The star's older brother Jermaine told Fox News that the singer is not doing well, but on Monday a Jackson rep issued a statement dismissing the alpha-1 antitrypsin deficiency reports as "total fabrication."
"Mr. Jackson is in fine health," the statement said, "and finalizing negotiations with a major entertainment company and television network for both a world tour and a series of specials and appearances."
To find out more about the condition, we spoke with James Stoller, a pulmonary critical care doctor at the Cleveland Clinic who has studied alpha-1 antitrypsin deficiency for more than 20 years.
An edited transcript of the interview follows.
What is alpha-1 antitrypsin deficiency?
It is a genetic defect in the production of a protective protein called alpha-1 antitrypsin, which is made in the liver and circulates in the bloodstream. This protein primarily protects the lungs against an enzyme known as neutrophil elastase, which our body uses to break down bacterial cell walls, but it also has the collateral damage of breaking down elastin, the support protein of the lung. This results in the development of emphysema. Some individuals with a genetic disposition for the disease go through life and never develop emphysema; others develop early-onset severe emphysema in their 40s and 50s. The disease is exacerbated by smoking and exposure to other noxious inhaled stimuli that lead to inflammation of the lungs.
How common is it, and how is it diagnosed?
It is very much under-recognized. The best estimate in the U.S. is there are probably about 100,000 severely affected Americans. If one looks at carriers of the disease, that probably affects 3 percent of Americans. It's quite common—one of the most common genetic variants in the U. S.
It can be diagnosed by checking blood at birth, but that has not been the usual practice here. It is usually diagnosed because one presents manifestations of the disease, most commonly emphysema and liver disease, or because one has a family member who is affected.
If confirmed, does Michael Jackson's case sound serious?
It's hard to know. I'm not aware of any association with eye disease, at least any direct link. The gastrointestinal bleeding may be unrelated to alpha-1 antitrypsin deficiency, but to the extent that the deficiency is associated with liver and lung disease, one could develop stomach bleeding.

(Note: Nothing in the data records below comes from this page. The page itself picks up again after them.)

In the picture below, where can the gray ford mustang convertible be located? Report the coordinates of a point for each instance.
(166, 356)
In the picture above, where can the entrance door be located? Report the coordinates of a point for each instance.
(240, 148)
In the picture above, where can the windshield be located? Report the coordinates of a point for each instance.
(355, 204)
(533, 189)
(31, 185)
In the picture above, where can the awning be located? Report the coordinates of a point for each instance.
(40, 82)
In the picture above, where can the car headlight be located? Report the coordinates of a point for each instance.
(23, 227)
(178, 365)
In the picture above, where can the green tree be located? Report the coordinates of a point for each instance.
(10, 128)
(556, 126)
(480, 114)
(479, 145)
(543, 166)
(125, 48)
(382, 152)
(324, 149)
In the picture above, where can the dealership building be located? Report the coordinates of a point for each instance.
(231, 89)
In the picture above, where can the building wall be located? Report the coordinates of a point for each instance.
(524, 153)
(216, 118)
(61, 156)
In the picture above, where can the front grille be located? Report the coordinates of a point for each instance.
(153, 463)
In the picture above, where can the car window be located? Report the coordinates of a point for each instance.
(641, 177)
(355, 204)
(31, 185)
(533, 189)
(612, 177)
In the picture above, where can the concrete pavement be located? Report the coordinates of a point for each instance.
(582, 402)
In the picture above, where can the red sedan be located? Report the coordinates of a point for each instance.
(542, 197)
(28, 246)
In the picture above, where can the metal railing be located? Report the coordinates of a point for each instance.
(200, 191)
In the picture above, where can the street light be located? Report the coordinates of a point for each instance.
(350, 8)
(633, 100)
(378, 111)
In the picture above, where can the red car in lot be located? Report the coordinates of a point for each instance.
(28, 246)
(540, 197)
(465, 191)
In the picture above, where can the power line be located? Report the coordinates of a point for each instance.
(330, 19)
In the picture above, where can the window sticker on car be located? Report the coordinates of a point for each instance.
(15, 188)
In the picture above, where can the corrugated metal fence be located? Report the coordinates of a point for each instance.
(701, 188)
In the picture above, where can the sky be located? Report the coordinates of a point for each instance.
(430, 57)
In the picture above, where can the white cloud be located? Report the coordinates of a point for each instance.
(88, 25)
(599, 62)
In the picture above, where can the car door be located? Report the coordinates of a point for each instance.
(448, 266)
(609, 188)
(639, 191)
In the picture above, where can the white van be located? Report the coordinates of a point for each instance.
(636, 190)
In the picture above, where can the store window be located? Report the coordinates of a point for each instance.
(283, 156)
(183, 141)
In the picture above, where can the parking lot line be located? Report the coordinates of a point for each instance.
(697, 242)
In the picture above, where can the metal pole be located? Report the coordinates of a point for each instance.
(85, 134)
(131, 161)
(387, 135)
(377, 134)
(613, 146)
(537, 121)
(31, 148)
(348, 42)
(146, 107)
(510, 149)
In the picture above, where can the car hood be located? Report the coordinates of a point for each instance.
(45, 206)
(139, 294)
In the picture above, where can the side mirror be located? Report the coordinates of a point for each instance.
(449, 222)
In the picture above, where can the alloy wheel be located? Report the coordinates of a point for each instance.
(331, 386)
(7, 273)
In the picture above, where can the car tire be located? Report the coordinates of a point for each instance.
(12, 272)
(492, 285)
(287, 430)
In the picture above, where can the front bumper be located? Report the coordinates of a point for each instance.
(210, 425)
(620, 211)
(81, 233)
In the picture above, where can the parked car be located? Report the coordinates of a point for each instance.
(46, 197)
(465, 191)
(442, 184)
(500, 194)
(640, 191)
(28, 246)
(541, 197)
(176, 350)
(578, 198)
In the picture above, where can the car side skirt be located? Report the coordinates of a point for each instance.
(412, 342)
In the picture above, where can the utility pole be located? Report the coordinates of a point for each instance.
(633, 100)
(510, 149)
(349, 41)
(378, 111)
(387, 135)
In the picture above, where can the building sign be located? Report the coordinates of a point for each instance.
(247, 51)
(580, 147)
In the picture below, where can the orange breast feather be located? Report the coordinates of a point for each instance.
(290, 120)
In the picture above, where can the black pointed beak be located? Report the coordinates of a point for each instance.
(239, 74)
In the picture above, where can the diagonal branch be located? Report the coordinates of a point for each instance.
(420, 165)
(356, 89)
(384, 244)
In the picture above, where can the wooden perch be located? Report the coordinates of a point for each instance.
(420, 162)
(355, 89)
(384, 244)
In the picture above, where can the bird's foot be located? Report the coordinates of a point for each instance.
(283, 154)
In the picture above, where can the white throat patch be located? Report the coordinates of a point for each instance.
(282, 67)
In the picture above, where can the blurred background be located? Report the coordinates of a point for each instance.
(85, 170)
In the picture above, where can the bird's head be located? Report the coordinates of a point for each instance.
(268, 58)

If he needs a lung transplant on the basis of alpha-1 antitrypsin deficiency, it would bespeak of a fairly advanced degree of emphysema. Such transplants are regrettably not very rare. Of all lung transplants listed in the database of the International Society for Heart and Lung Transplantation, 8 to 11 percent are performed on the basis of emphysema for alpha-1 antitrypsin deficiency.
What type of medications would Jackson have been taking to treat it?

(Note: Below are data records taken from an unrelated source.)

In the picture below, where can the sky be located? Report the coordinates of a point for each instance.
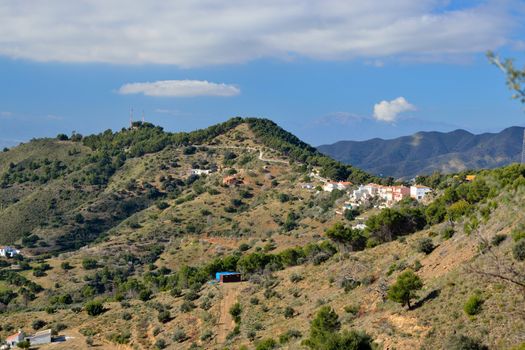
(325, 70)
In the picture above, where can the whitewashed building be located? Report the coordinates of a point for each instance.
(8, 252)
(200, 171)
(419, 192)
(16, 338)
(42, 337)
(341, 185)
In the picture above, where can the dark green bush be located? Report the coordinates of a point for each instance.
(94, 307)
(473, 305)
(425, 245)
(519, 250)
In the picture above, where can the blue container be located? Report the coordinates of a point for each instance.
(219, 274)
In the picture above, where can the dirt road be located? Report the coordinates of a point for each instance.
(230, 294)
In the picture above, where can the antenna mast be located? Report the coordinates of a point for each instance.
(523, 149)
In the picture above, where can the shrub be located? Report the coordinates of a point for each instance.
(57, 328)
(405, 288)
(244, 247)
(289, 312)
(292, 333)
(324, 334)
(179, 335)
(236, 311)
(295, 277)
(24, 344)
(164, 316)
(349, 284)
(145, 295)
(498, 239)
(462, 342)
(187, 306)
(447, 233)
(37, 324)
(425, 245)
(518, 233)
(89, 263)
(207, 335)
(519, 250)
(94, 307)
(160, 344)
(266, 344)
(66, 266)
(162, 205)
(120, 338)
(473, 305)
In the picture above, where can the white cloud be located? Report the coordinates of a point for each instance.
(179, 88)
(388, 111)
(204, 32)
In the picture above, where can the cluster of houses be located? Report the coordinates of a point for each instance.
(387, 194)
(341, 186)
(39, 338)
(8, 252)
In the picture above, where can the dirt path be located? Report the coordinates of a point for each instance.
(261, 154)
(230, 293)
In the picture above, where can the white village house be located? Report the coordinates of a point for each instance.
(341, 185)
(419, 192)
(39, 338)
(200, 171)
(8, 252)
(389, 194)
(12, 340)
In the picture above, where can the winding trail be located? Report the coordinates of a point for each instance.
(261, 153)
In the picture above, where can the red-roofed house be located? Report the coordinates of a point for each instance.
(12, 340)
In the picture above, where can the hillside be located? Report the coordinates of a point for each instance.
(427, 152)
(120, 242)
(70, 192)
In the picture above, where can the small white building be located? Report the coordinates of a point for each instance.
(419, 192)
(9, 252)
(200, 171)
(341, 185)
(16, 338)
(42, 337)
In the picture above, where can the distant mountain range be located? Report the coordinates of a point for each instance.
(427, 152)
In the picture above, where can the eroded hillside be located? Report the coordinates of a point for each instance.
(146, 218)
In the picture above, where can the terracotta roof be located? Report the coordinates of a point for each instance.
(13, 336)
(421, 186)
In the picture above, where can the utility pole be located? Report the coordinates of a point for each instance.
(523, 149)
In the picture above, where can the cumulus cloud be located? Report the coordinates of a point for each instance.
(179, 88)
(205, 32)
(388, 111)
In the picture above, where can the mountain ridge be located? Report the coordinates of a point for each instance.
(425, 152)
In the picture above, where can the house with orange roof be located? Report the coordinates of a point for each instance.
(419, 192)
(16, 338)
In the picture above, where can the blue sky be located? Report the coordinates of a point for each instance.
(327, 72)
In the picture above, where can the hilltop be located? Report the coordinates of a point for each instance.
(69, 192)
(122, 232)
(426, 152)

The treatment of emphysema related to alpha-1 includes all the usual medications: medicines to open up the airways, broncodilators; preventive strategies like influenza vaccine, pneumonia vaccine; occasionally oxygen when the individual's oxygen level is specifically low enough to justify using oxygen pulmonary rehab; sometimes inhaled cortical steroids [to reduce inflammation]. There are also some specific therapies for alpha-1 antitrypsin deficiency, including so-called augmentation therapy. This involves the weekly or monthly intravenous infusion of purified human alpha-1 antitrypsin, which causes the levels in the blood to rise above the protective threshold. The best available studies suggest that this medication can slow the rate of decline of lung function.